Crimean-Congo Haemorrhagic Fever case reported in Spain – Know all about it

New Delhi: Spain confirmed a case of Crimean-Congo haemorrhagic fever on July 21, 2022. A middle-aged man has been admitted to hospital in Spain’s Castile and Leon region after being diagnosed with Crimean-Congo haemorrhagic fever (CCHF), authorities said. 

According to a report by news agency Reuters, the man was initially admitted to a local hospital in Leon because he started showing symptoms of Crimean-Congo haemorrhagic fever after being bitten by a tick, and was later transferred to another hospital on a military plane. 

Local health authorities said in a statement that he has a tick bite and remains in a “stable condition”, despite the clinical severity that this pathology implies. 

What is Crimean-Congo haemorrhagic fever?

According to the World Health Organistaion (WHO), Crimean-Congo haemorrhagic fever (CCFH) is a viral haemorrhagic fever usually transmitted by ticks. It can also be contracted through contact with viraemic animal tissues (animal tissue where the virus has entered the bloodstream) during and immediately post-slaughter of animals. CCHF outbreaks constitute a threat to public health services as the virus can lead to epidemics, has a high case fatality ratio (10-40%), potentially results in hospital and health facility outbreaks, and is difficult to prevent and treat. 

How is Crimean-Congo Haemorrhagic Fever virus transmitted?

The virus is primarily transmitted to people from ticks and livestock animals. Human-to-human transmission can occur resulting from close contact with the blood, secretions, organs or other bodily fluids of infected persons. Agricultural workers, veterinarians, and slaughterhouse workers are susceptible to infection. 

What are the signs and symptoms of Crimean-Congo Haemorrhagic Fever?

CCHF symptoms can hit hard and fast.
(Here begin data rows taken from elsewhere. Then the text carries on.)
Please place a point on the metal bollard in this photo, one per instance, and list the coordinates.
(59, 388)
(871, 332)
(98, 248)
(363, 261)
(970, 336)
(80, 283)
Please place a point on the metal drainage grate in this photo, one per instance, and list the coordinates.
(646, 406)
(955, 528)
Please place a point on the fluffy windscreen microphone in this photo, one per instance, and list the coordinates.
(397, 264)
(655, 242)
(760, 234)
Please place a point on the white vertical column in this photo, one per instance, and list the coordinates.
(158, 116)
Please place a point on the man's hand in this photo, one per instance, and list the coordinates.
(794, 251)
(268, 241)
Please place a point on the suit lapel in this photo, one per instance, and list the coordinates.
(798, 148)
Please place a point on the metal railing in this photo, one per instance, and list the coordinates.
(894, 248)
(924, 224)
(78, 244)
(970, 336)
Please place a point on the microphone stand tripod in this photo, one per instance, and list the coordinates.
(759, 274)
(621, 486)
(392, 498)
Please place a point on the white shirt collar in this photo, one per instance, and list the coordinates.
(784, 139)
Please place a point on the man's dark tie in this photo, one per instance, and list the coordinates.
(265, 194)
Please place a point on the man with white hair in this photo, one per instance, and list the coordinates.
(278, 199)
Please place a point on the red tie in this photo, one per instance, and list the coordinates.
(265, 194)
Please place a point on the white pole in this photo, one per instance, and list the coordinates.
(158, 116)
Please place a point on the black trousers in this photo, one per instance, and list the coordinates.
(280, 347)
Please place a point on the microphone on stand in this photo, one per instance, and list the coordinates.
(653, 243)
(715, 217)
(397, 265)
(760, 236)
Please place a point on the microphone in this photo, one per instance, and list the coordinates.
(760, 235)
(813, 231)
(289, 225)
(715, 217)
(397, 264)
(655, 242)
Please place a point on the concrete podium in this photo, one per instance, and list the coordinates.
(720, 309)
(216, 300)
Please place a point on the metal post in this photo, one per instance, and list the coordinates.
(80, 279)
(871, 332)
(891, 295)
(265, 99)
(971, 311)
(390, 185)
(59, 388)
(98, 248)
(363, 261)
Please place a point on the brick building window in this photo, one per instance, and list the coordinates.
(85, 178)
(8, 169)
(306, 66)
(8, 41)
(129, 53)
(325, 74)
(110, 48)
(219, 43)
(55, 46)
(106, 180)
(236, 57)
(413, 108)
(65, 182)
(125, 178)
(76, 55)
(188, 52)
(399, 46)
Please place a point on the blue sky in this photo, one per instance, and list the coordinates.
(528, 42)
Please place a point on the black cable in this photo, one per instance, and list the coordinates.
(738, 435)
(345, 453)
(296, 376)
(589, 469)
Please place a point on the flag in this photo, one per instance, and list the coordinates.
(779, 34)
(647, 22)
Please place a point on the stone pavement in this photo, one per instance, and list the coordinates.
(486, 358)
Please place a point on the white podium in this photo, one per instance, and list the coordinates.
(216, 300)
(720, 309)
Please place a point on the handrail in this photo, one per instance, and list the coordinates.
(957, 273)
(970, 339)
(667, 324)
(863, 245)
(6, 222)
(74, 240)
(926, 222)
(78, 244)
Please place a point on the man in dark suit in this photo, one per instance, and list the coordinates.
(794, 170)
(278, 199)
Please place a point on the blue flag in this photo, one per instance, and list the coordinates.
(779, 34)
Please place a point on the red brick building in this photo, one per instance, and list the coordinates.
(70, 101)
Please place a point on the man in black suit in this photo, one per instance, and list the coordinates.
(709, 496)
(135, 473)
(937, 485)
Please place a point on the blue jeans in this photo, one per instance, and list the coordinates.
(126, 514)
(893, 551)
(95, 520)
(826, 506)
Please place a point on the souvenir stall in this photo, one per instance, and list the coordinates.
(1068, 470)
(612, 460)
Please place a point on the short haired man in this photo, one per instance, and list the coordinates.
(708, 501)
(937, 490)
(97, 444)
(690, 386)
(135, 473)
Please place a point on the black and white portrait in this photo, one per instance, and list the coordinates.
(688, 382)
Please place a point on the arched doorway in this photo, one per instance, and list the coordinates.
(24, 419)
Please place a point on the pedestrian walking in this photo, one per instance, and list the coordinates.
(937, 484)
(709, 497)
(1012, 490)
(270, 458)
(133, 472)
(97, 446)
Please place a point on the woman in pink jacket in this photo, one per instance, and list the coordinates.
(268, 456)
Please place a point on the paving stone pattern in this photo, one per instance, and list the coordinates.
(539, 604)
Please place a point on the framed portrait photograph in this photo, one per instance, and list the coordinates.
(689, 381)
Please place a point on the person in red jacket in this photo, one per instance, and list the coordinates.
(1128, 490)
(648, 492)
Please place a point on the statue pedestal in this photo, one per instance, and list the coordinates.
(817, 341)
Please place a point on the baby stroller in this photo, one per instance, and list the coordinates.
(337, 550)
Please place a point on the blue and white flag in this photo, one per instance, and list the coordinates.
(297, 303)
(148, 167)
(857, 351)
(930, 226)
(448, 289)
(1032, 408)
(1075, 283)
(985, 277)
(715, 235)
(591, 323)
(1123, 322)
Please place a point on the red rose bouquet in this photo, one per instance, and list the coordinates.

Some of the early symptoms of the disease include fever, muscle ache, dizziness, neck pain, backache, headache, sore eyes and photophobia (sensitivity to light). There may also be nausea, vomiting, diarrhoea, abdominal pain and sore throat, followed by sharp mood swings and confusion. After two to four days, the agitated mental symptoms may be replaced by sleepiness, depression and feeling of extreme tiredness. There is usually evidence of hepatitis, and severely ill patients may experience rapid kidney deterioration, sudden liver failure or pulmonary failure after the fifth day of illness.

History of Crimean-Congo Haemorrhagic Fever

The name ‘Crimean-Congo haemorrhagic fever’ comes from the deadly virus first being identified in Crimea in 1944, and given the name Crimean hemorrhagic fever. In 1969, it was recognised as the cause of illness in the Congo, resulting in the current name of the infection. CCHF is endemic in Africa, the Balkans, the Middle East and Asia, in countries south of the 50th parallel north.

What treatment is avaliable for Crimean-Congo Haemorrhagic Fever?

According to WHO, general supportive care with treatment of symptoms is the main approach to managing CCHF in people. The antiviral drug ribavirin has been used to treat CCHF infection with apparent benefit. Both oral and intravenous formulations seem to be effective.

Is there any vaccine available to treat Crimean-Congo Haemorrhagic Fever?

There is no vaccine available for either people or animals.

How to reduce the risk of infection in people?

WHO has listed a number of ways to reduce infection in people. 

Reducing the risk of tick-to-human transmission:

  • wear protective clothing (long sleeves, long trousers);
  • wear light coloured clothing to allow easy detection of ticks on the clothes;
  • use approved acaricides (chemicals intended to kill ticks) on clothing;
  • use approved repellent on the skin and clothing;
  • regularly examine clothing and skin for ticks; if found, remove them safely;
  • seek to eliminate or control tick infestations on animals or in stables and barns; and
  • avoid areas where ticks are abundant and seasons when they are most active.

Reducing the risk of animal-to-human transmission:

  • wear gloves and other protective clothing while handling animals or their tissues in endemic areas, notably during slaughtering, butchering and culling procedures in slaughterhouses or at home;
  • quarantine animals before they enter slaughterhouses or routinely treat animals with pesticides two weeks prior to slaughter.

Reducing the risk of human-to-human transmission in the community:

  • avoid close physical contact with CCHF-infected people;
  • wear gloves and protective equipment when taking care of ill people;
  • wash hands regularly after caring for or visiting ill people.